One of India’s premier graphic novelists and artists, Sarnath Banerjee is known for works that blend history, mythology and autobiography with incisive commentary on contemporary India.
His exhibit at the Biennale, Liquid History of Vasco Da Gama (2014), is a set of dialogues and conjectures that explore the shadowy world of 15th century Indian Ocean maritime trade through the accounts of the fictional character ‘Digital Dutta’. According to Banerjee, Dutta is an unreliable narrator who works as a clerk and fancies himself to be an amateur historian. He has a tendency to find himself planted in various historical moments– either as a minor character or as an active agent responsible for changing the course of history.
The drawings for this project are distilled from the work of Sanjay Subrahmanyam, a noted historian of the Early Modern Period, and revolve around Vasco da Gama’s various encounters in the Indian Ocean.

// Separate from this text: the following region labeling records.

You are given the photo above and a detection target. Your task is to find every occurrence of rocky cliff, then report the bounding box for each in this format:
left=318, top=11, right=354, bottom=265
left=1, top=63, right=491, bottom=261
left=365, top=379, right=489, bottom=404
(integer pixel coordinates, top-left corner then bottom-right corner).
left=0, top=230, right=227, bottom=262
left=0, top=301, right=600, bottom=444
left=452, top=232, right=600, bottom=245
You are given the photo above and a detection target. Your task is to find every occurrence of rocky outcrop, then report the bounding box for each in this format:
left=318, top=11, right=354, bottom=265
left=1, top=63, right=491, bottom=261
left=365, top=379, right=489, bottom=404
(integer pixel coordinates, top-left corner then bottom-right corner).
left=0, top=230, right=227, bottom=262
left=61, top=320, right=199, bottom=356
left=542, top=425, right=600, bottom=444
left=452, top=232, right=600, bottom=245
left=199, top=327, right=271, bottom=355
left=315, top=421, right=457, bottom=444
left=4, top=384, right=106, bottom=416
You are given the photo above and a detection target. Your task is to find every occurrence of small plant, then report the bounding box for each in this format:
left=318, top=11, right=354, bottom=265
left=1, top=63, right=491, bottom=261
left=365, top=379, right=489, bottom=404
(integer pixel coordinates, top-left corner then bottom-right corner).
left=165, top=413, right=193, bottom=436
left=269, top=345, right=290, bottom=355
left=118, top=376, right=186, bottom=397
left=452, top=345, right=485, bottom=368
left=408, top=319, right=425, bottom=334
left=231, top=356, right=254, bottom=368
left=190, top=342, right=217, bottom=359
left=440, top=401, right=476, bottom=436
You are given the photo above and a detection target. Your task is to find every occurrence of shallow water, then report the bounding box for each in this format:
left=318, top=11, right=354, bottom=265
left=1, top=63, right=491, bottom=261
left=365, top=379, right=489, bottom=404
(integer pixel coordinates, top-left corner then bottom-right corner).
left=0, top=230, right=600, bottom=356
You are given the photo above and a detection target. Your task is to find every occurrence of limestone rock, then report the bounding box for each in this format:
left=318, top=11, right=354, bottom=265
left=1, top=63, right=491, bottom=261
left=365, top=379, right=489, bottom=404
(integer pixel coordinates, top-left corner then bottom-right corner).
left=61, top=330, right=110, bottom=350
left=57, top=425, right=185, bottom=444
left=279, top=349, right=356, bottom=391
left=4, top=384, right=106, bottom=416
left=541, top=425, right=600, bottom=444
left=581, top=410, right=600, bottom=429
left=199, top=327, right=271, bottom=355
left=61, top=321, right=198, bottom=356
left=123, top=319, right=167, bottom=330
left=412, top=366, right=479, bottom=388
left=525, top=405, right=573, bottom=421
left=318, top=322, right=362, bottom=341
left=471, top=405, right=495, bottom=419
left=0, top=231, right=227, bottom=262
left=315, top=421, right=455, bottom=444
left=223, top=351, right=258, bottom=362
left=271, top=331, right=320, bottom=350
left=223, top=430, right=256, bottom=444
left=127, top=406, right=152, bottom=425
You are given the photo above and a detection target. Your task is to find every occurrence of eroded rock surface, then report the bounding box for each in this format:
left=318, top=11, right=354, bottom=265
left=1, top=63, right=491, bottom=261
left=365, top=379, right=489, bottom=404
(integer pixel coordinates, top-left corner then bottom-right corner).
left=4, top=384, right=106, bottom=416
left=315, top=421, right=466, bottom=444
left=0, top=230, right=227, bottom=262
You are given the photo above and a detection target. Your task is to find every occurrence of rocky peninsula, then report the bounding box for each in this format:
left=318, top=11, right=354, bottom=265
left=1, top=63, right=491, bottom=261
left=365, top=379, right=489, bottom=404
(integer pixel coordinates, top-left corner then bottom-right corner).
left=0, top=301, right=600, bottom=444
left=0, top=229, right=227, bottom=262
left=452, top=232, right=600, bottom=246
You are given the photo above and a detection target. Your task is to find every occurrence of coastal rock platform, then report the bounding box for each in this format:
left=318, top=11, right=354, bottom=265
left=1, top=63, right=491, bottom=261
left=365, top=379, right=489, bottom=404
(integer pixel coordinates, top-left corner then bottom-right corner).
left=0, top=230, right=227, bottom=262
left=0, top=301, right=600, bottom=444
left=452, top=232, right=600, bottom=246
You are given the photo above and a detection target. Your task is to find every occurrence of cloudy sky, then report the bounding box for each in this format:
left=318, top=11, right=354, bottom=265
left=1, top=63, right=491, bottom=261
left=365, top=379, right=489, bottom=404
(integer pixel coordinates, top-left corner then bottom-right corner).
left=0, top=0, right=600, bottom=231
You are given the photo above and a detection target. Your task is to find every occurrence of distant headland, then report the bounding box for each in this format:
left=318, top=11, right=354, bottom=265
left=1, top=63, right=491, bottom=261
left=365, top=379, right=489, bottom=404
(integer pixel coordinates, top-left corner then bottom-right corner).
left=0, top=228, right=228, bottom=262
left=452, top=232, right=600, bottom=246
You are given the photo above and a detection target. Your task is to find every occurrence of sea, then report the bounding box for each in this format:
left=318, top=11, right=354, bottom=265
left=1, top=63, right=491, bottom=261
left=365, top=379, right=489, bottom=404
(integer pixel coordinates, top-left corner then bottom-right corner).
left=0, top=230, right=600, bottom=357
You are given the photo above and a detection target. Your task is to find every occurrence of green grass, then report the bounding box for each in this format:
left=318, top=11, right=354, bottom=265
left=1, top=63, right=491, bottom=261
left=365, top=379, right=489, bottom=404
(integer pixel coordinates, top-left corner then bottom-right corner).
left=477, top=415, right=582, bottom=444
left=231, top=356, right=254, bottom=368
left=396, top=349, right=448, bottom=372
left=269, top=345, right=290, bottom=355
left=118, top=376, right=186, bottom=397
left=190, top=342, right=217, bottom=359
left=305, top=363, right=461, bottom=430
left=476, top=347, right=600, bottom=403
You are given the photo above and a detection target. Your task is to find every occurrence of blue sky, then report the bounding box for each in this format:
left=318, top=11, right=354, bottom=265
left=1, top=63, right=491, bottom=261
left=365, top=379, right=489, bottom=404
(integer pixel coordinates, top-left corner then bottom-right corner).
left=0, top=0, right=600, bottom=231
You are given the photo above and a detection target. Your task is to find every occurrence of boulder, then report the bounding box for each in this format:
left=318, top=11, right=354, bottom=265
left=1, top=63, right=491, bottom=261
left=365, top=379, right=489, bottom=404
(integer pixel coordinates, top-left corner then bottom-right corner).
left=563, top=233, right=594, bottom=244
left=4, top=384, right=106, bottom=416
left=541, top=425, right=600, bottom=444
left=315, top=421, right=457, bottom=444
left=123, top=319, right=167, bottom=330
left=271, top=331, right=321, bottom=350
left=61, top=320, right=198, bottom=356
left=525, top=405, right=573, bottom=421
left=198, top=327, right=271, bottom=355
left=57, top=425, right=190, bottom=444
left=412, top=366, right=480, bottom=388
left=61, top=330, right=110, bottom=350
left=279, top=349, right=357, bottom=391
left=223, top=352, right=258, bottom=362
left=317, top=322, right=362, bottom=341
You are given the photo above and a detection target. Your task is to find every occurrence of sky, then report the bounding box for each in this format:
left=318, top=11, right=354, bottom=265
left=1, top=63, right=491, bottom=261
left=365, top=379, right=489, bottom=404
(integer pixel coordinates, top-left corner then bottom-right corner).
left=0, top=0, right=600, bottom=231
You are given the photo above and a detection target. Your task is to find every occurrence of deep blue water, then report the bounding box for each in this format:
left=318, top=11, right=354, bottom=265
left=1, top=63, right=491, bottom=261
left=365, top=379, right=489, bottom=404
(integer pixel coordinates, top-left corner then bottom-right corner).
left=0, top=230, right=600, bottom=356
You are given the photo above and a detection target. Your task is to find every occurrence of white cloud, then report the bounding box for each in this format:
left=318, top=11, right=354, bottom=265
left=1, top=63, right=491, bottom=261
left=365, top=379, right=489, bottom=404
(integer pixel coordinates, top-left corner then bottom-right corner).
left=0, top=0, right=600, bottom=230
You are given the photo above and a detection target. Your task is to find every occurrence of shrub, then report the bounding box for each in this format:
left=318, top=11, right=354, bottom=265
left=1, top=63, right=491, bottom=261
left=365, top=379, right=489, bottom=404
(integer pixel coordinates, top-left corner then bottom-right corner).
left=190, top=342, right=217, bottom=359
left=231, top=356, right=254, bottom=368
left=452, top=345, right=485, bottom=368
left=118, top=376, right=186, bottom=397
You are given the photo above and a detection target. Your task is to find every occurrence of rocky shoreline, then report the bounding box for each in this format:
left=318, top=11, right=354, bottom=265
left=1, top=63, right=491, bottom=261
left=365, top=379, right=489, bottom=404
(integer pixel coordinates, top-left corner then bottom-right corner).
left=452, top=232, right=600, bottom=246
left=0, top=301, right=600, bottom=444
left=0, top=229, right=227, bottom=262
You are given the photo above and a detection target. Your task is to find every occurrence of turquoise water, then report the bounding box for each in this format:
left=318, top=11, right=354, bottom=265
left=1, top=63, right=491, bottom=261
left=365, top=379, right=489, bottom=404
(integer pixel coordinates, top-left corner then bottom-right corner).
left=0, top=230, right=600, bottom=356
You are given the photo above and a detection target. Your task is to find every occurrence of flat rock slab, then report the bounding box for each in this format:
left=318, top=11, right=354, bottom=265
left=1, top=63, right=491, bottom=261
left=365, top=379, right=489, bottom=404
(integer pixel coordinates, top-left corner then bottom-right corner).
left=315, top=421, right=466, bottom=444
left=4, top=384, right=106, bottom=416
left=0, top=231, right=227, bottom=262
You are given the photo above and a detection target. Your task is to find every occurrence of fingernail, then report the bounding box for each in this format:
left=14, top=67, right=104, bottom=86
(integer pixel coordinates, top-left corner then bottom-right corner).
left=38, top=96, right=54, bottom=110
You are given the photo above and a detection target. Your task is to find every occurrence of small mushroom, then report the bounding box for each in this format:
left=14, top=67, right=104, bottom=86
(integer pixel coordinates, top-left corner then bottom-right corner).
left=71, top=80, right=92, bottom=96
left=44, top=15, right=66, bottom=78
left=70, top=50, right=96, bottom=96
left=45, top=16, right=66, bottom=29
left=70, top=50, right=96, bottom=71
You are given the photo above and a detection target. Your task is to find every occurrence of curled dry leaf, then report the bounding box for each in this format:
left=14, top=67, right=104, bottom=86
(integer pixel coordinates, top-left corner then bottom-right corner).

These ‘diet comics’, as the artist calls them, refer to a large cast of characters adding up to a veritable soap opera featuring pirates, popes, convicts, smugglers, ‘degradados’, famous Omani navigators, unknown Gujarati seamen, mysterious Jews from Poznan, Moors from Calicut, the King of Portugal Don Manuel and Prester John, a mythical Christian King from Medieval European chronicles who was believed to have ruled over a nation in the East.
According to Banerjee, the resultant history is “neither cast in stone nor vulnerable to the charge of manufacturing the past”.